One of the cards had a prize of £10, which they claimed at the Londis store, while the other had the jackpot prize.
Watson phoned the National Lottery line at 10.50am and told the operator that his friend had won the jackpot.
Goodram came onto the line and said he would be sharing the prize with his friend, before being told the payment would be made by bank transfer, she said.
Ms Fitzpatrick said: “Mark Goodram explained he did not have a bank account. The purchase of the winning scratch card had been made by debit card from a bank account, however, which immediately raised suspicions.”
‘Shamed and ridiculed’
The court heard the pair spoke to the media when the prize was not immediately paid out to them.
Recorder Johnston said: “You had the audacity to plead your sense of injustice in the national newspapers subsequent to the fraud being uncovered.”
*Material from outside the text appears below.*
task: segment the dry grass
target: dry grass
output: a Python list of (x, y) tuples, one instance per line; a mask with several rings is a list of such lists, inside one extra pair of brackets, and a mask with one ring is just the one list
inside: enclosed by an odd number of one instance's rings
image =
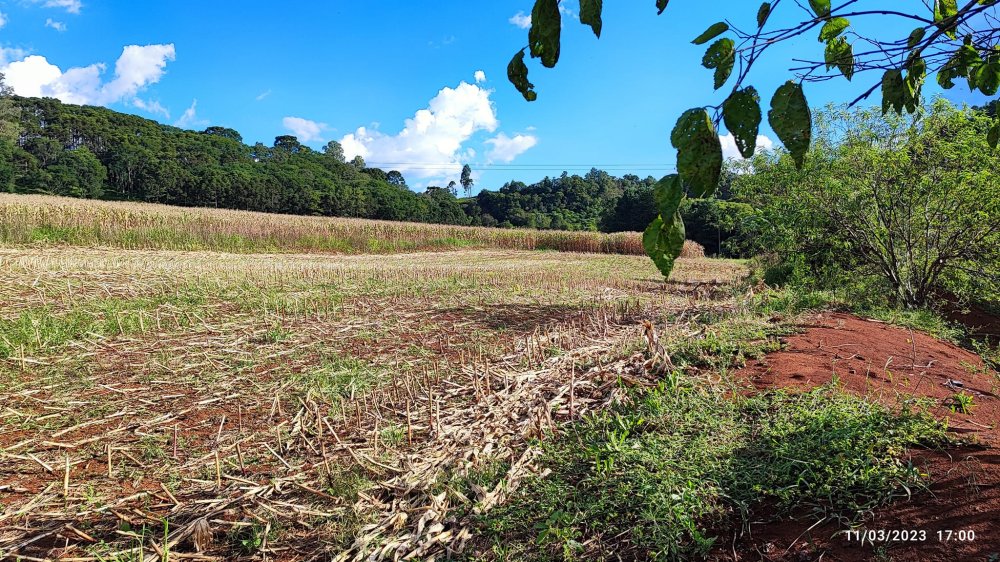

She said their crime had deprived the next law-abiding customer to buy a scratch card in the Waitrose store of “a life-changing sum of money”.
The court heard Goodram, of no fixed abode, had 24 previous convictions for 48 offences.
Robin Kitching, defending, said Goodram had longstanding addictions to drugs and alcohol.
He was sentenced to a further month for a Bail Act offence after failing to attend court in November.
Watson, of Nuttall Avenue, Little Lever, had 74 convictions for 143 previous offences and was jailed earlier this month for assault occasioning bodily harm and theft from a shop, the court heard.
Nicholas Ross, defending, said Watson understood his wrongdoing and, as a result of the case, found himself “shamed and ridiculed” by members of the public.